Calcaneal fracture patterns vary widely, and many factors determine the type and timing of the treatment rendered. Severe calcaneus fractures involving joint damage, loss of heel height, and varus deformity of the tuberosity are ideally treated with open reduction and internal fixation to repair the joint surface and re-establish anatomic structure. This is not always possible owing to delayed presentation, soft tissue compromise, unrelated injuries, unstable medical condition, or lack of expertise by the treating physician. We present the case of a patient who had residual forefoot and rearfoot deformity despite undergoing delayed subtalar joint arthrodesis at an outside hospital 10 years before for a calcaneal fracture that was initially treated nonoperatively. At 4 years of follow-up after modified Dwyer calcaneal osteotomy with rotation and reinsertion of the autograft bone wedge and Cotton midfoot osteotomy, the postoperative gait was relatively normal, other than the expected lack of hindfoot mobility. The lateral column pain was resolved. The patient remained highly satisfied with the outcome at long-term follow-up of 48 months, with improved heel alignment, lack of a wide stance gait, a functional medial column, and a relatively normal gait. This case demonstrates the value of periarticular calcaneal osteotomies without the need to revise the subtalar joint arthrodesis for this challenging clinical situation.

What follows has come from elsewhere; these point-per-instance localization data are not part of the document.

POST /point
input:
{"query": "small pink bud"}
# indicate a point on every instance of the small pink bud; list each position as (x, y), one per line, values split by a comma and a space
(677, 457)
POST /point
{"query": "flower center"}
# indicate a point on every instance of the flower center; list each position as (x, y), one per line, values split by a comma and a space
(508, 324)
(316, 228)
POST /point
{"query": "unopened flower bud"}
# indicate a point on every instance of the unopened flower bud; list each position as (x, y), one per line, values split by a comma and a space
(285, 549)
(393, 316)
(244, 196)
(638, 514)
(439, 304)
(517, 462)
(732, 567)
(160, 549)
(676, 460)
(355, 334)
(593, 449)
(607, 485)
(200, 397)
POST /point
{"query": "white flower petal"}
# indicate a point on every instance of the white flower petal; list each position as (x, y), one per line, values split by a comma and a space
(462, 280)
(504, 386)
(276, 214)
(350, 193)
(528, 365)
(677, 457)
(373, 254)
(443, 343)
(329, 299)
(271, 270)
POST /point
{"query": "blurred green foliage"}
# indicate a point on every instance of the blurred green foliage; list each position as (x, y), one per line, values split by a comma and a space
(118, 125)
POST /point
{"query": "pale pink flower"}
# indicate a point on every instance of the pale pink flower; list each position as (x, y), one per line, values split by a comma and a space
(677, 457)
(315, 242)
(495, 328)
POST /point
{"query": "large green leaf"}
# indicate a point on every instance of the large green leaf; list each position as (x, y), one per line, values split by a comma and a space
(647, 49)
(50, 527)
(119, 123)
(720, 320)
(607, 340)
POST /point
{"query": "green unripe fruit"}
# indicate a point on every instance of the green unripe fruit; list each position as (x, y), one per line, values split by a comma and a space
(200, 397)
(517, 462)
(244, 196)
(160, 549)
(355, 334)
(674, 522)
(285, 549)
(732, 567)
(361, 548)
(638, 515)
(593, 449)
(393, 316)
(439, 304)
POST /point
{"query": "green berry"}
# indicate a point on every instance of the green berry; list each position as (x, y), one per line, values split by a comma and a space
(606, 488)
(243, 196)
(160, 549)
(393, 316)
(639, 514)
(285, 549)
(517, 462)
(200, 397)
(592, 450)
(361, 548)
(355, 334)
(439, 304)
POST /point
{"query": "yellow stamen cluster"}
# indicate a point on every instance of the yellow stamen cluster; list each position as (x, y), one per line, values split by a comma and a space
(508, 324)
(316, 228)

跟骨骨折的类型差异很大,许多因素决定了所采取治疗的类型和时机。涉及关节损伤、足跟高度丢失以及结节内翻畸形的严重跟骨骨折,理想的治疗方法是切开复位内固定,以修复关节面并重建解剖结构。但由于就诊延迟、软组织受损、合并其他损伤、病情不稳定或治疗医生缺乏专业知识,这种方法并非总能实现。我们报告一例患者,该患者10年前因跟骨骨折在外院接受了延迟距下关节融合术,最初采用非手术治疗,尽管如此,患者仍残留前足和后足畸形。在采用改良Dwyer跟骨截骨术旋转并重新植入自体骨楔以及Cotton中足截骨术后4年的随访中,除了预期的后足活动度受限外,术后步态相对正常。外侧柱疼痛得到缓解。在48个月的长期随访中,患者对结果仍高度满意,足跟对线改善,无宽基底步态,内侧柱功能良好,步态相对正常。该病例证明了在这种具有挑战性的临床情况下,关节周围跟骨截骨术的价值,而无需对距下关节融合术进行翻修。